Françoise Cadol, comé­dienne de dou­blage et voix off : "Le dou­blage est un acte empathique"

Elle est la voix française d’actrices étrangères (Sandra Bullock, Tilda Swinton...), de personnages de jeux vidéo (Tomb Raider), mais aussi, celle que l’on entend dans des documentaires, des pubs, des livres audio... Françoise Cadol, 57 ans, est comédienne de doublage et voix off. En studio, elle doit s’adapter en un clin d’œil aux scènes et à leurs interprètes, souvent sans rien connaître à l’avance des œuvres.

« Le cerveau me passionne. À 14 ans, je voulais devenir neurochirurgienne. Mais un jour, je vois une annonce de stage de théâtre et décide de m’inscrire. Le stage dure une semaine, je suis fascinée. Je passe le bac et plutôt que de m’inscrire en fac de médecine, je m’inscris au Cours Simon dans lequel je reste trois ans. Un jour, la directrice me convoque dans son bureau et me dit : “Ta scène d’hier soir était top. Tu as montré de très belles émotions. Par contre, je ne sais pas ce qu’on va faire de toi avec ta voix.” C’est violent !

Je travaille et travaille mes rôles, ma technique et j’apprends. À force de parler, de lire tout haut, ma voix se place. Après le Cours Simon, je continue le théâtre avec Denise Noël, sociétaire de la Comédie-Française. Puis j’entre dans l’école de Niels Arestrup et Yves Lemoine. Sept ans de cours. Un beau jour, je me dis : “J’y vais, je me lance.” Je n’ai personne de ma famille dans le milieu, alors j’essaie tout : le théâtre, les tournages, le doublage, la radio... Je rencontre des gens, je me renseigne, je vais au théâtre, regarde les noms des metteurs en scène, regarde des films et des films et les noms des réalisateurs, des documentaires, des doublages, je cherche un agent... Je passe des auditions, des essais, des castings... Et puis la vie.

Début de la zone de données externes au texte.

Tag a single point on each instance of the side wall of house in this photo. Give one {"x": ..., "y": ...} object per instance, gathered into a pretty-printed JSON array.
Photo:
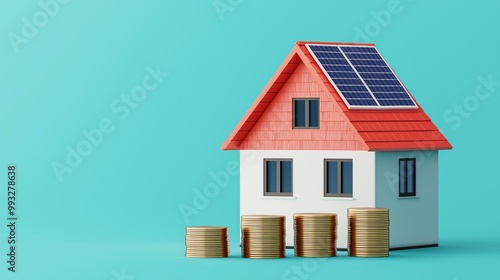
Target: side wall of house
[
  {"x": 308, "y": 186},
  {"x": 413, "y": 220}
]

Le premier film dans lequel je prête ma voix pour un rôle important, c’est Femmes au bord de la crise de nerfs, de Pedro Almodovar. Cela arrive après de nombreuses heures passées dans les studios à regarder comment font les autres, à m’essayer à la technique du doublage, à m’améliorer, à me rendre disponible à ce que je vois à l’image... Il y a une vraie technique à acquérir. Les labiales, par exemple. Quand tu es dans le studio de doublage, tu es devant un écran de cinéma. En bas, à gauche de l’écran, il y a une barre qui ne bouge jamais. Quand le texte arrive sur cette barre, il faut le dire et être en accord avec lui. Ce texte, c’est un auteur qui l’a traduit et adapté : on ne choisit pas n’importe quel mot car il faut que la prononciation colle avec le mouvement des lèvres de la comédienne. Par exemple, le mot life est très compliqué, car la traduction française – “vie” – est très éloignée de la prononciation initiale. Il faut donc trouver des adaptations.

Pour prêter sa voix à une comédienne, il faut être soi-même comédienne. Et connaître sa propre voix. Prêter la sienne est un acte empathique. Il faut être capable d’attraper en un minimum de temps les émotions, les intentions de l’actrice, partir non pas de soi, mais d’elle, de ce qu’elle propose, de ce qu’elle joue et se laisser porter. Il faut oublier “soi”. Ne pas réfléchir. Quand, parfois, la comédienne que je double est dans des émotions fortes, il arrive que mon émotion s’ajuste à la sienne et que je sois submergée. Je dois malgré tout garder une distance avec moi-même, parce que ce n’est pas moi le sujet.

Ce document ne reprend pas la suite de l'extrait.